Olympic Legacy – What a Joke!

I started day-dreaming about the legacy idea way back in the year 1999 when the then Blair Government was pontificating about a Millennium legacy. I dreamed of a National walking and cycling track that linked all the major population centres with all our wonderful national parks and our delightful seaside towns. Capital outlay would be minimal. Local job creation would be considerable and it would send all the right messages for the twenty first century; environmentally friendly, individually healthy, community orientated and spiritually uplifting. Instead we got the vacuous Corporate Dome, corporately sponsored, individually mind numbing, community dumbing and spiritually alienating.

It closed early to universal derision. To be fair, it told us exactly where the government’s priorities lay for the new century and they did not disappoint on that count: a national economy in hock to the City of London with all its speculative greed and avarice.
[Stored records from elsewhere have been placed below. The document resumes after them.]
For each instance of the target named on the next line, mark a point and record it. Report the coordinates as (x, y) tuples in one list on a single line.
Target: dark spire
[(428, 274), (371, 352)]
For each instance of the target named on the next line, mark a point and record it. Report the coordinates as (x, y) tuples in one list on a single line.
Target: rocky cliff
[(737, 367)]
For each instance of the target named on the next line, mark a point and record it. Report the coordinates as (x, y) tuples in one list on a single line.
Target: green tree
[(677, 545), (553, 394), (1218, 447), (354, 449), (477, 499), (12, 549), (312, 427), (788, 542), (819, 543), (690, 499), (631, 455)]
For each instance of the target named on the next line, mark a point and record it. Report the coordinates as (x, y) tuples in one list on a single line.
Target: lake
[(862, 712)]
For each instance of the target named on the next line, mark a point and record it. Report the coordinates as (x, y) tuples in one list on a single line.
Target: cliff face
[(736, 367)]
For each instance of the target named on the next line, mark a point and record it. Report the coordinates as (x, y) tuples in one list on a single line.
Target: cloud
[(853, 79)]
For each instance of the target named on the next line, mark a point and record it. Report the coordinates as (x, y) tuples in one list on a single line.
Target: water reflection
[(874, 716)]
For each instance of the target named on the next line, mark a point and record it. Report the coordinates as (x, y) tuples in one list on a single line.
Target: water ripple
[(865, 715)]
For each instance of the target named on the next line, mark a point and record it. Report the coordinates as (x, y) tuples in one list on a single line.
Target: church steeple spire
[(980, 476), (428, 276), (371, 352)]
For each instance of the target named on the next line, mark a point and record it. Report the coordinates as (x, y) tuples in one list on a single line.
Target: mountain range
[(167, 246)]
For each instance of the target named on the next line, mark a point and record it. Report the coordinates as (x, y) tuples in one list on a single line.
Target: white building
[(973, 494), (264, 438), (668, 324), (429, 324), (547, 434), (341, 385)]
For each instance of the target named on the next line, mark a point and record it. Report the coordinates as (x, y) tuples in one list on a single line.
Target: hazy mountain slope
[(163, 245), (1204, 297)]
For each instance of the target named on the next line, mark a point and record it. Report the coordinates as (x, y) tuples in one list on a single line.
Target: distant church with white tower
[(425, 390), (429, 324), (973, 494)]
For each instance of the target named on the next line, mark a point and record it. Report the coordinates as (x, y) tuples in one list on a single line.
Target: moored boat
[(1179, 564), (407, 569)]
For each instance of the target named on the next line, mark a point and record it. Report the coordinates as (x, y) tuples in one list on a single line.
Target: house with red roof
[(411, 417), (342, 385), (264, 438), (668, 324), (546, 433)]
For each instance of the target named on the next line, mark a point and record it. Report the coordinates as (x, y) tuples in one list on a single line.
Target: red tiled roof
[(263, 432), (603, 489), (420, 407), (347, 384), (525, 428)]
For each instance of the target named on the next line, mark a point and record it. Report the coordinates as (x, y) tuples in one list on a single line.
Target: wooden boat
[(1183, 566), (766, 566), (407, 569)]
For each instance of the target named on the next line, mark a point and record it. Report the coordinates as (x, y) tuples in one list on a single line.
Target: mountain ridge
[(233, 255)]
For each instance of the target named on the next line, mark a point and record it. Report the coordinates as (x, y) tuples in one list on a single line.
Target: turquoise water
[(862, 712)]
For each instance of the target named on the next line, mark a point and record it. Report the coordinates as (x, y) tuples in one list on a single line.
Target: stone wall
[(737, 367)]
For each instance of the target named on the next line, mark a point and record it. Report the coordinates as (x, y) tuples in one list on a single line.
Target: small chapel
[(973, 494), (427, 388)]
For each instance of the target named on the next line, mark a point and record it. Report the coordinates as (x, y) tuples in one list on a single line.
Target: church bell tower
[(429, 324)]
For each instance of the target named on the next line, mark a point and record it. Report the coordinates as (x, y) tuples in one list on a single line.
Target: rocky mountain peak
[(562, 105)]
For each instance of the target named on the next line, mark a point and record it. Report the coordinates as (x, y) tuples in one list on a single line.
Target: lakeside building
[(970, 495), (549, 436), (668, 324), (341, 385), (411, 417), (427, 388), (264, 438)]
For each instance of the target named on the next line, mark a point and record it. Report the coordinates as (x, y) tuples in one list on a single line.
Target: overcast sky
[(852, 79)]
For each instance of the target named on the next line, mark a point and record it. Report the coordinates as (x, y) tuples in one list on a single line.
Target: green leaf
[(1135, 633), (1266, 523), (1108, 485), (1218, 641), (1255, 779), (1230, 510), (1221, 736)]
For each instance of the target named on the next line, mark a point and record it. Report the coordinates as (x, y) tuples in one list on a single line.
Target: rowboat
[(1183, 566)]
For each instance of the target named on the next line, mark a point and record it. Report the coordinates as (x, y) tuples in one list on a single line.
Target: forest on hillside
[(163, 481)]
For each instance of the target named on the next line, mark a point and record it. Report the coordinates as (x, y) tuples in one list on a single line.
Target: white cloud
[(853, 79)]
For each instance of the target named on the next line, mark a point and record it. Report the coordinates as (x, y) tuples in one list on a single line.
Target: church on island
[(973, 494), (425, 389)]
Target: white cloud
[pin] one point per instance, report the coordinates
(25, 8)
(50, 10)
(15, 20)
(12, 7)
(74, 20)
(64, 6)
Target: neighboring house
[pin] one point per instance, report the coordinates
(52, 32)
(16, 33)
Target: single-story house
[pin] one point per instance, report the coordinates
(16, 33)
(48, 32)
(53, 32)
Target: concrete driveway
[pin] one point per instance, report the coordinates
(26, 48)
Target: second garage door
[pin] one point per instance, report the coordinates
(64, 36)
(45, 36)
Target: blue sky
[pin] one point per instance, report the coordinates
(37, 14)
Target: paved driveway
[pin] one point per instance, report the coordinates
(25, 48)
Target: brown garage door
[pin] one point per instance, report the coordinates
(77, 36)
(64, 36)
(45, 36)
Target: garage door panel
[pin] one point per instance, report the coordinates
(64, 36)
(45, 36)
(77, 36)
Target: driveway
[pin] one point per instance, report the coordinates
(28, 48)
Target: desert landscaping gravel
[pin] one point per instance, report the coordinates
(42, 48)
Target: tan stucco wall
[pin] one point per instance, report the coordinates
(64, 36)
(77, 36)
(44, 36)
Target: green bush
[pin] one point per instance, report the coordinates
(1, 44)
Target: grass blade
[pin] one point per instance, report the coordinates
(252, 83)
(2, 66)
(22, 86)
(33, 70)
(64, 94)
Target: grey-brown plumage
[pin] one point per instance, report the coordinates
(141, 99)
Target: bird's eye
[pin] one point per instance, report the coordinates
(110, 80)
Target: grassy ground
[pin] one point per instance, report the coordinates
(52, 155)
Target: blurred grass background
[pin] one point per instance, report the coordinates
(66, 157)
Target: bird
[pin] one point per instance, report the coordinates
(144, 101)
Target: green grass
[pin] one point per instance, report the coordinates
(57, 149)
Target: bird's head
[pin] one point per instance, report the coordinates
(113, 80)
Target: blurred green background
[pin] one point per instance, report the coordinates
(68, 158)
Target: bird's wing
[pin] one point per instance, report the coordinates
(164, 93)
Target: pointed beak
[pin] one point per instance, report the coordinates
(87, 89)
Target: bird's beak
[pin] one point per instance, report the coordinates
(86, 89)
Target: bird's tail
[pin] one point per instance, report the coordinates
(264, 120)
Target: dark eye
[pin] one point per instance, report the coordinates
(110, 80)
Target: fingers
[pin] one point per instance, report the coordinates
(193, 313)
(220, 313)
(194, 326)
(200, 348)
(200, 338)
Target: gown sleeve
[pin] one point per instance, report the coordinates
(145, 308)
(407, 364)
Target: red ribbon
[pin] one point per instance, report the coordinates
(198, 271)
I still have that dream of a national walking and cycling track and it could so easily be the legacy of the 2012 Olympic Games. It could, in its initial stage be tailored to suit the London emphasis of the Games by becoming’ a London Olympic path linking all the great parks and attractions within’ the city with the existing Thames Path and Grand Union Canal towpaths upgraded to become its spine. Don’t worry. We don’t need to get bogged down with the details because it’s not going to happen. Instead we will get a gigantic new stadium that has no known use after 2012, a few unconnected gestures like free swimming for the pensioners. Worthy enough in itself, but hardly in the category of a lasting Olympic legacy. Many of these small scale gestures should be carried out anyway as a matter of course by the 33 London Boroughs as part of their provision for their respective residents.

No doubt there will be a half-hearted attempt to get the local communities to use the new Olympic stadia, but that will fail miserably. Those that are most in need of sports provision are those least likely to be marching into grandiose stadia. Our learned Olympic planners just don’t get it. In a city like London, if you are going to make a difference you have to start locally and I mean locally.

As part of a real Olympic legacy every park in London could have a full time warden at the same status as the trendy new community police officers. At no capital outlay, the local recreation grounds, hitherto no go areas, come back into community use.

Every housing estate could get a new sports and community centre, well equipped and well staffed with local people and with a budget sufficient to keep it going without the need to attract outside commercially attractive customers. A central tenet of the Thatcherite/Blairite/ Brownite decades is that everything must pay its way. Everything must make a profit. That is the logic that the boroughs have been forced to adopt in their leisure centres and the end results are obvious. Those that can afford ’50 per hour to use the main hall move in, while the local youngsters remain on the street.

One of the most dispiriting features of modern London is the fear for teenagers of wandering into the wrong neighbourhood, the wrong territory. Parts of London have become akin to a war-torn, broken society, where warlords savagely protect ‘their’ territory. In London today a youngster can lose their life by accidentally crossing a gang demarcation line. For too many youngsters, street gangs have become their de-facto family and they will, partly out of fear and partly out of misguided loyalty, commit horrendous tribal brutality on those that are deemed outsiders. This is the real underbelly of what Londoners likes to pride themselves as a twenty four hour modern global metropolis. If the Olympic legacy is to have any meaning at all it must touch this reality.

And for those with the money it is increasingly the soulless fake security of their electronically gated communities. If that is community I want no part of it.

To make any type of difference we need to start with a sober assessment of what three decades of unbridled finance capitalism has done to our’ communities and it won’t be a pretty picture. How prophetic when Thatcher declared that society does not exist. She was a true spokesperson for the times. Capitalism in its corporate, global stage has no need of society, nor for that matter of church, family and nation; the three institutions that kept us all firmly in our place. All capitalism now requires is individual, atomised, and alienated consumers. Seven billion of them to be precise. Each of us cut off from each other, each engaged in mindless consumerism to lessen the existential void, each of us living and dying alone. It isn’t that bleak yet for all of us, but give the corporate beast its head and that is where it will take us. We are even offered new cathedrals for this new age, one in West London blandly called Westfields and another, its sister, currently being constructed somewhere near the Olympic site. So we have learnt nothing from the millennium debacle. From a corporate dome devoid of human content to two giant corporate shopping malls equally devoid of meaningful human life.

And if we are really lucky we’ll get another swath of West London blighted by concrete, pollution and noise on a gigantic scale, affectionately termed the Third Heathrow Runway. Olympic legacy? Don’t make me laugh.